Studies have long recommended moderate drinking to reduce the risk of myocardial infarction (heart attack), but until now it has been unknown what role alcohol plays in individuals who exercise, abstain from smoking, maintain optimal weight and adhere to an appropriate diet.

Investigators at Beth Israel Deaconess Medical Center, Boston, studied 8,867 healthy men who were part of the Health Professionals Follow-Up Study, which began in 1986 and included 51,529 dentists, pharmacists, veterinarians and other health care professionals aged 40 to 75. Analysis showed that those who drank 15 to 29 grams of alcohol had the lowest risk for heart attack, while those who did not drink at all had the highest risk.

Alcohol Improves Memory?

A drink or two a day can be good for the brain, according to a new study presented at the Society for Neuroscience in Atlanta.
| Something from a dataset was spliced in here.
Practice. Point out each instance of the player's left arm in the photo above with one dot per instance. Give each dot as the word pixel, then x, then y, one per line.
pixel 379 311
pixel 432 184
Researchers found that amounts of alcohol equivalent to a couple of drinks a day for a human improved the memories of laboratory rats.

"There is some evidence suggesting that mild to moderate alcohol consumption can protect against diseases like Alzheimer's," said Matthew During, professor of molecular virology, immunology and cancer genetics at Ohio State University.

A neuronal mechanism - NR1 -- may help to explain the link between alcohol and improved memory. Researchers found that low levels of alcohol increased the expression of NR1 on the surface of neurons in the hippocampus, a region of the brain that plays a role in memory.